Con su altura de siempre, EL PAÍS publica interesantes contribuciones a la controversia sobre los fundamentos de la sociedad abierta. Rivera contesta a Klappenbach. Vargas Llosa se enzarza con Soros. Detrás de las bambalinas aúlla un coro de anticapitalistas menores.George Soros se hizo hermosamente rico, al mismo tiempo que rindió utilísimo servicio a la comunidad, como guiado por una mano invisible, cuando consiguió en septiembre de 1992 sacar la libra esterlina del Sistema Monetario Europeo. Pudo mostrar así, sin que ello fuera parte de su intención, los peligros de fijar el tipo de cambio de una moneda, ausentes las previas condiciones de equilibrio financiero. Los famosos "criterios de Maastricht" para la aceptación de una moneda en el euro son la consecuencia directa de la lección propinada entonces por Soros a los Gobiernos europeos. Es paradójico que Soros se declare ahora contrario al laissez faire porque mina los valores de los que dependen las sociedades abiertas y democráticas. Por ello Vargas Llosa le tilda en su crítica [publicada el 26/1/97] de "diablo predicador".

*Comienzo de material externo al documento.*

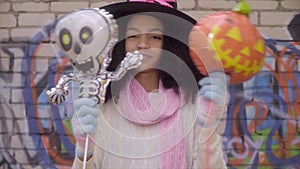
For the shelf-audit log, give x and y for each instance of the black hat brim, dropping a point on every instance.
(178, 24)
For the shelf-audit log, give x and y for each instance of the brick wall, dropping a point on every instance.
(263, 120)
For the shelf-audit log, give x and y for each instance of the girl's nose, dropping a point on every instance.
(143, 42)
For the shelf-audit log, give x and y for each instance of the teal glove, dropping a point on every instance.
(84, 122)
(215, 88)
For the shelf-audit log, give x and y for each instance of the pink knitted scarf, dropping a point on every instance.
(165, 110)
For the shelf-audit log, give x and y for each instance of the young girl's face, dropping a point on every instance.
(145, 34)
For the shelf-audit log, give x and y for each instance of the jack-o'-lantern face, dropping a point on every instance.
(236, 42)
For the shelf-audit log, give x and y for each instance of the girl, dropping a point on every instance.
(155, 117)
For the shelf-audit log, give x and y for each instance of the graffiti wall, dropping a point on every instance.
(262, 131)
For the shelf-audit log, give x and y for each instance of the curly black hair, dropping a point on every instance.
(173, 47)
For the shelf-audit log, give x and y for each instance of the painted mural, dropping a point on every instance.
(262, 131)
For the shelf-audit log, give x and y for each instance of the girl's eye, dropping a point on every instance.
(131, 36)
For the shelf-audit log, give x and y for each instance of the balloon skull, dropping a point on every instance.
(87, 36)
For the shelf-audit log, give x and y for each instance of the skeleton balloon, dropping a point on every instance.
(87, 36)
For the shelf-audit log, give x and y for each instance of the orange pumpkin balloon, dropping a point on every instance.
(227, 40)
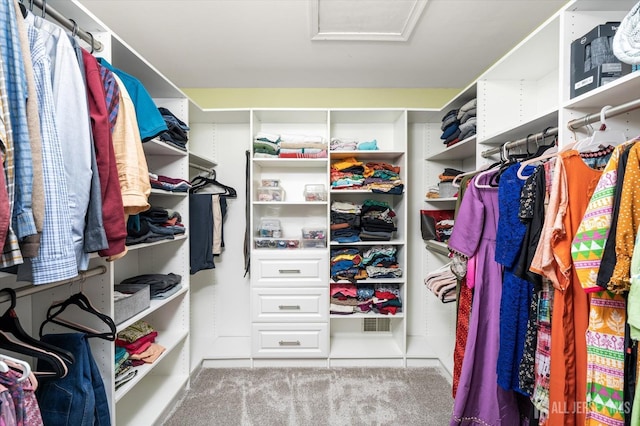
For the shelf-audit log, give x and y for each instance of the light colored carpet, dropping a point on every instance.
(316, 396)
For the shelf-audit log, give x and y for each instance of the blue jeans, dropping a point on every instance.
(79, 398)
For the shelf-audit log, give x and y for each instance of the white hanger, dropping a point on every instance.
(601, 138)
(486, 172)
(23, 365)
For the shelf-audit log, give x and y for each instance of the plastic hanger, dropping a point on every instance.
(602, 137)
(58, 368)
(544, 152)
(508, 161)
(10, 323)
(81, 301)
(200, 182)
(490, 170)
(23, 366)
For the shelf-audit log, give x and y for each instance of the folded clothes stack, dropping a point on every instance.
(467, 118)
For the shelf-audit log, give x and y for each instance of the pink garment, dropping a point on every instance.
(348, 290)
(471, 272)
(7, 408)
(479, 400)
(33, 416)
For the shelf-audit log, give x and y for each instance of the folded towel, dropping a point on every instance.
(626, 41)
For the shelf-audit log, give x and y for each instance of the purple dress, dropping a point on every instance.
(479, 400)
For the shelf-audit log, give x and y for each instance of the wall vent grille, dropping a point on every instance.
(376, 325)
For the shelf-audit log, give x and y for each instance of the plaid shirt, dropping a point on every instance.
(11, 254)
(112, 94)
(56, 259)
(16, 86)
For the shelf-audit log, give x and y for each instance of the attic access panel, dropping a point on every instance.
(366, 20)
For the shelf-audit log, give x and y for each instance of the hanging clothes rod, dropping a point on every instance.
(28, 290)
(197, 166)
(69, 24)
(553, 131)
(595, 117)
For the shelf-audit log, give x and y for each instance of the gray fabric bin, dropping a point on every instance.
(127, 307)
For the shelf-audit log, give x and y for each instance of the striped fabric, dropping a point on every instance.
(588, 244)
(605, 359)
(11, 253)
(56, 259)
(16, 85)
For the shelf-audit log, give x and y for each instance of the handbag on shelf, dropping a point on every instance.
(436, 224)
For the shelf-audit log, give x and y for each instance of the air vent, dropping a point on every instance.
(376, 325)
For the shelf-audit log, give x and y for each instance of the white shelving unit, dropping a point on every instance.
(148, 396)
(354, 336)
(225, 317)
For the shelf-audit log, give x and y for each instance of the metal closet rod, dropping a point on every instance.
(552, 131)
(197, 166)
(595, 117)
(28, 290)
(68, 24)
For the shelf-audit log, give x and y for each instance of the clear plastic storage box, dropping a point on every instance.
(314, 237)
(268, 193)
(269, 228)
(315, 192)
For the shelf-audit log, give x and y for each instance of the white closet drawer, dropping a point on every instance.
(290, 340)
(283, 304)
(299, 269)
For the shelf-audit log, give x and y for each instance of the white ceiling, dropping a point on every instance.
(268, 43)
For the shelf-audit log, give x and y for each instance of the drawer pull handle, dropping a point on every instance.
(289, 343)
(289, 307)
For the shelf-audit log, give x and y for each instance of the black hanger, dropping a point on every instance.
(57, 367)
(200, 182)
(10, 323)
(80, 300)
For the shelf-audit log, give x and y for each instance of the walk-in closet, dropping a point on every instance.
(460, 250)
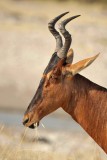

Dejaré de lado el trabajo de Soros en el Atlantic Monthly, porque lanza alguna de las flechas siempre presentes en el carcaj de los críticos del mercado: que la defensa de una plena libertad de mercado se basa en el supuesto de la competencia perfecta y que viene destruida por la influencia de las expectativas en los precios, cuando para funcionar bien le basta al mercado una competencia suficiente, y además le conviene que se formen libremente tales expectativas (con la creación de futuros y opciones, por ejemplo, que le permitieron romper el contraproducente cartel del SME, un sistema de intervención monetaria muy apartado del libre mercado).

Prefiero centrarme en la respuesta de Soros a Vargas Llosa en EL PAÍS [5/2/76], titulada "Una peligrosa falacia". Para el trucidador de SME, Vargas no ha entendido su razonamiento. Ataca Soros el laissez faire porque es una ideología "arraigada en la misma visión anticuada del marxismo... una explicación determinista de los asuntos humanos". "Es hora de admitir", añade, "que funcionamos con un entendimiento imperfecto y que todas nuestras obras intelectuales y sociales tienen fallos en mayor o menor grado. Esto es aplicable tanto al capitalismo como al socialismo."

El argumento de Soros es muy poderoso, especialmente porque lo ha aprendido de Karl Popper, que tanto Vargas como yo consideramos sabio maestro y útil guía. Es cierto que todo sistema de organización social puede caer en absurdos y contradicciones. El economista Arrow recibió el premio Nobel de Economía precisamente por haber demostrado que el criterio de decisión social aparentemente más inocuo resulta contradictorio si se quiere aplicar universalmente. El error de Soros es el de creer que la posibilidad de contradicciones lógicas en todas las ideologías las coloca todas en el mismo nivel. Es cierto que hay actividades a las que no es aplicable la organización mercantil. Por ejemplo, Maquiavelo hizo notar las limitaciones de un ejército mercenario, o profesional como hoy se le llama, cuando la República estuviera en un peligro de vida o muerte: sólo los ciudadanos están dispuestos a hacer los sacrificios necesarios para salvar situaciones extremas. Por ejemplo, es más que dudoso que toda la operación de la justicia pueda encomendarse al arbitraje privado. Pero ello no empece para que la historia, la experiencia, la observación nos indiquen que las dificultades de una organización socialista, especialmente si es del género planificador, son mucho mayores que las de un sistema de laissez faire.

El agnosticismo de Soros recoge los ecos de los sociólogos herméticos de mollera como mi amigo Pepín Vidal que, en materia de intervención pública, quieren juzgar cada caso según sus circunstancias. Por suerte, hemos acumulado algunos conocimientos sistemáticos. Hablando en abstracto, ninguna razón a prior¡ permite negar la utilidad de la empresa pública para alcanzar fines sociales; pero la observación científica indica que cuantas menos sociedades estatales, mejor. En el empíreo de los principios, cabe conceder al Estado la posibilidad de intervenir administrativamente por razones de utilidad pública; pero la experiencia histórica sugiere que quizá sea peligroso que la Autoridad decida qué manifestaciones artísticas o deportivas deben televisarse codificadas o en modo abierto.